Wednesday, September 17, 2008

Art in Embassies Program

It is with sadness that I learned today of the loss of life of six Yemeni guards and four civilians this morning as the U.S. embassy in Sanaa, Yemen, was hit by two car bombs.

I have a particular interest in that embassy because one of my paintings, “Hudson Highlands,” is on loan to that embassy, part of the “Art in Embassies Program” sponsored by the U.S. State Department.

There is no official word yet about the condition of the building or its contents, though reports indicate that further explosions and gunfire followed the initial bomb blast, and smoke was seen rising from the compound.

I also have a couple of paintings on loan to the U.S. Permanent Delegation to the Conference on Disarmament in Geneva, Switzerland.

In the short run, artwork has no power over guns and bombs, but I believe that cultural exchanges between countries can make a small difference in the long run.
News photo courtesy ©EPA
News story here and here
Art in Embassies Program, link.


Unknown said...

My father was US ambassador to Outer Mongolia (1990-1992), then to Albania (1995-1996), and was a strong proponent of the Art in Embassies program. I am very pleased to know that you are participating.

As for the embassy bombings...they seem very personal to my family, though we knew no one there, this time.

Terry Daniels said...

The kind of guys who did this probably hate art as much as they hate America, or "infidels", or anything else. It's an awful thing, and just plain sad, in the long view.

About "Art in Embassies", I'm wondering about this program now, because I just made my first every professional sale (yay me!) to a guy at an embassy in Eastern Europe. In retrospect it makes sense that you'd want to put art from various places on embassy walls, but at the time of the sale I thought it was an unusual place to be sending my work... Not that I mind!

ZD said...

The blog for my college recently said that hundreds of years from now, we will be remembered for our great art and not our corporations and politicians.

jeff said...

In Islam depicting images is frowned upon as it is in the more orthodox forms of Judaism and some Protestant churches.

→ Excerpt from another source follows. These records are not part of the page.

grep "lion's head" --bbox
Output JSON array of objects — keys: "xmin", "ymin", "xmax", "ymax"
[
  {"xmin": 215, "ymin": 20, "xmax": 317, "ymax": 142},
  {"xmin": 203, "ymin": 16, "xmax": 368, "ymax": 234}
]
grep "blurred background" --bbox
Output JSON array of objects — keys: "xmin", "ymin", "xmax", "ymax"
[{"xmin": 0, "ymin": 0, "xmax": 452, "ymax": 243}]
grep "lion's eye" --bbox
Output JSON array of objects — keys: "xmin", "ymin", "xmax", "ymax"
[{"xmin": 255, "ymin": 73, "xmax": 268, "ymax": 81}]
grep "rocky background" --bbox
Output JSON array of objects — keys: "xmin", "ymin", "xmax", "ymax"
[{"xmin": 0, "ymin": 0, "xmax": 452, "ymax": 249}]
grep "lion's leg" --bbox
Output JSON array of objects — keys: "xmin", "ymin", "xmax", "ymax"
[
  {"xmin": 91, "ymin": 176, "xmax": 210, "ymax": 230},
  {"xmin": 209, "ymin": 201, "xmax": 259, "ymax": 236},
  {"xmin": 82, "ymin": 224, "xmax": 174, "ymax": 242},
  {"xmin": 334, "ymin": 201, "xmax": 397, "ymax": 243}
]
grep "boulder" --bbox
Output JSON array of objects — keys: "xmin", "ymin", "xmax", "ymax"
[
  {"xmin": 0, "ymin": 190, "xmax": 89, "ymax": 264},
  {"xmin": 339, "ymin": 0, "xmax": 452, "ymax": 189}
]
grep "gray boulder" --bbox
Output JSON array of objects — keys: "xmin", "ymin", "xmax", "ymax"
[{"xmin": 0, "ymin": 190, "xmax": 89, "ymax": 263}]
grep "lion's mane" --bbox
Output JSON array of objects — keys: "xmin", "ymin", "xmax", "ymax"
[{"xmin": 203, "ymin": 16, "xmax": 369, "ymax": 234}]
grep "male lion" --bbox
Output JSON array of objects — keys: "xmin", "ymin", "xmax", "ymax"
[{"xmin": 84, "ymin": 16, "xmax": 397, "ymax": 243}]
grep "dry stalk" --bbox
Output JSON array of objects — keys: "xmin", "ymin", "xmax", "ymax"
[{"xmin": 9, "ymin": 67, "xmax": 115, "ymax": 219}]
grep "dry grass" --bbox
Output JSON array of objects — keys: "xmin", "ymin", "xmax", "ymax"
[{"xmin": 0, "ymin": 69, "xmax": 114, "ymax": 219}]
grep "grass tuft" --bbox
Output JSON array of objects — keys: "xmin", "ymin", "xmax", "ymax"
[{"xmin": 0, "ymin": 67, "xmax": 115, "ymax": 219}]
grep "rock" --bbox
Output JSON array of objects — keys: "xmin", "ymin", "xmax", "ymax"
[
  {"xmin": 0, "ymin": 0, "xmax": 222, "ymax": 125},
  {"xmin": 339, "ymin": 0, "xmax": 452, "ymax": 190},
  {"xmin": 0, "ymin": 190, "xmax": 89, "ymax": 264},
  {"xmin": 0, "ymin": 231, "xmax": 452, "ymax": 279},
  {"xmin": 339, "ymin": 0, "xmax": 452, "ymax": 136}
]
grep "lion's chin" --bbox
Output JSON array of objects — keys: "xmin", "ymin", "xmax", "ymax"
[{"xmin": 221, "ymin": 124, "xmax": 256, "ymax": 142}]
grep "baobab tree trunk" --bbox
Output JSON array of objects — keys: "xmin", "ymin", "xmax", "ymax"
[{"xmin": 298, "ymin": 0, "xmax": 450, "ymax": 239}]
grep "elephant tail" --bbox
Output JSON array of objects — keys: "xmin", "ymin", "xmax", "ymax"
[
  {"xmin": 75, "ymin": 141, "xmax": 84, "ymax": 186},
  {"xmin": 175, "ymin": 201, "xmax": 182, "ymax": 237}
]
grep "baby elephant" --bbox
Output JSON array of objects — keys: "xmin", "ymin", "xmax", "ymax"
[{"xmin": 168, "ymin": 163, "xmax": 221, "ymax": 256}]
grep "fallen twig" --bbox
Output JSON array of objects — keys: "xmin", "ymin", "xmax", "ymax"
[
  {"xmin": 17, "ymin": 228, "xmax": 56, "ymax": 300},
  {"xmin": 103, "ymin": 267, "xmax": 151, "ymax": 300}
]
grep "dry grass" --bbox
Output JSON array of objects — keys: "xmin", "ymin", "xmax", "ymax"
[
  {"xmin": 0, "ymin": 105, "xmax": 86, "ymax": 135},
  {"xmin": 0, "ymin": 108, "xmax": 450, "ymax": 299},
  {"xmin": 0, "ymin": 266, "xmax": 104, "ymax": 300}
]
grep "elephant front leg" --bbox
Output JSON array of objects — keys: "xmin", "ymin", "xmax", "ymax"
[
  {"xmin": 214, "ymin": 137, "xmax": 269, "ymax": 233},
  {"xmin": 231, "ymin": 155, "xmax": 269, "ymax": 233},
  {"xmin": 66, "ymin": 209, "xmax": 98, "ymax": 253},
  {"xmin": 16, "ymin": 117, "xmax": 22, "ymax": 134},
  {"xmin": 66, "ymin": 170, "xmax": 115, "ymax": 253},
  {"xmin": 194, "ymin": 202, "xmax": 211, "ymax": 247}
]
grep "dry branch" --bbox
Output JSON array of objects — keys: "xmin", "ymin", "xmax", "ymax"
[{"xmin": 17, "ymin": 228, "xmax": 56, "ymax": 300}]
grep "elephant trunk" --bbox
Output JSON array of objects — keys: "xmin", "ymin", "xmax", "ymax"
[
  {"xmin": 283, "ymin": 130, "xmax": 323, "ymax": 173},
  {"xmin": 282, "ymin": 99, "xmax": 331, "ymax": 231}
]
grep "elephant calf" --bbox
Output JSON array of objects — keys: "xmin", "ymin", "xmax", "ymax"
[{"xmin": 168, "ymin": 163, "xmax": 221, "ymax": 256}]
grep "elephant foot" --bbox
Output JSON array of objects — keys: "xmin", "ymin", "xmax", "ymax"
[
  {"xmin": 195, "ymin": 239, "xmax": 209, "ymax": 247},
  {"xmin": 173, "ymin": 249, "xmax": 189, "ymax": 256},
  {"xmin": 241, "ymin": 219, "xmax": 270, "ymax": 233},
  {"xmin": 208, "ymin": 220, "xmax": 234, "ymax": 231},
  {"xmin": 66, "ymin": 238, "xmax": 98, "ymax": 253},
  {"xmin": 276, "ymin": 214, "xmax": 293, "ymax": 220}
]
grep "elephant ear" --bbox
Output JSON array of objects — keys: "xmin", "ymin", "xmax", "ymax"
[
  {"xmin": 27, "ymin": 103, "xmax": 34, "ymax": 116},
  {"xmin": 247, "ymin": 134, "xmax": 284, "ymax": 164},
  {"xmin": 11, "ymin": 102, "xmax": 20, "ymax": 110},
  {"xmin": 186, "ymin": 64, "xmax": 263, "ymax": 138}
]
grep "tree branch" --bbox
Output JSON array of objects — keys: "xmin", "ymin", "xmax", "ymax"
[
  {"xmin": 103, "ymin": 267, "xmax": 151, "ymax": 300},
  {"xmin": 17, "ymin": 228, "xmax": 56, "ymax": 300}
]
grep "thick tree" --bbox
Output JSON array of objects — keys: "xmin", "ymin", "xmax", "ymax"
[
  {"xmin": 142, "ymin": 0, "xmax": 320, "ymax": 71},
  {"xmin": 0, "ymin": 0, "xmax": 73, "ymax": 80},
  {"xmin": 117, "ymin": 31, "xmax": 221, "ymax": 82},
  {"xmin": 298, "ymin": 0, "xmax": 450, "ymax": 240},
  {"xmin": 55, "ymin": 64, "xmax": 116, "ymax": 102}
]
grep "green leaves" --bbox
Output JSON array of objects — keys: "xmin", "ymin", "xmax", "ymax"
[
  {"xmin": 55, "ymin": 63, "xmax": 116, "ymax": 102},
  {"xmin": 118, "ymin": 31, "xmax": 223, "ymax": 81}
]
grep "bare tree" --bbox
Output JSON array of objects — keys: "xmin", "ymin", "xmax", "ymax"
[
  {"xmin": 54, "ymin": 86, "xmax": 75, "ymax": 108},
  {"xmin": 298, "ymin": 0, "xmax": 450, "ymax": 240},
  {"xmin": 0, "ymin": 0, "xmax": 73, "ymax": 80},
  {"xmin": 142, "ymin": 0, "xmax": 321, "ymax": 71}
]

That's why there is so much great design in Islamic architecture.

James I love these two paintings, bravo!. DO you have larger images of these?

I hope the Hudson River painting survived.

Justin said...

The car bomb apparently went off at the gates of the embassy, not inside the compound--that appears to be part of the reason that no embassy staff were killed. Since the mid-90s, U.S. embassies have become heavily fortified buildings, sometimes to the detriment of the architecture--the U.S. embassy in Ottawa is surrounded now by concrete barriers that keep cars a minimum of 20 metres from the building itself. I'm fairly sure that nothing inside the embassy was harmed.

Erik Bongers said...

After seeing a lot of those small quick outdoor paintings, I've been wondering if there was more than just those numerous oil sketches.
And here they are!
I'd wish there was an online gallery of those.

I sense mixed feelings inbetween the lines of this post.
The conflict between the fear that ones precious paintings could be lost in a fight (or accident) and the knowledge that loss of human life is infinitely worse.

Some decades ago, people saved some of Rubens' paintings from a burning church in Antwerp at the risk of their lives.
A painting of Rubens against a human life? Some would consider this debatable...

Erik Bongers said...

About the fire.

Stephen James. said...

I too believe in the power of art to help create bridges of understanding.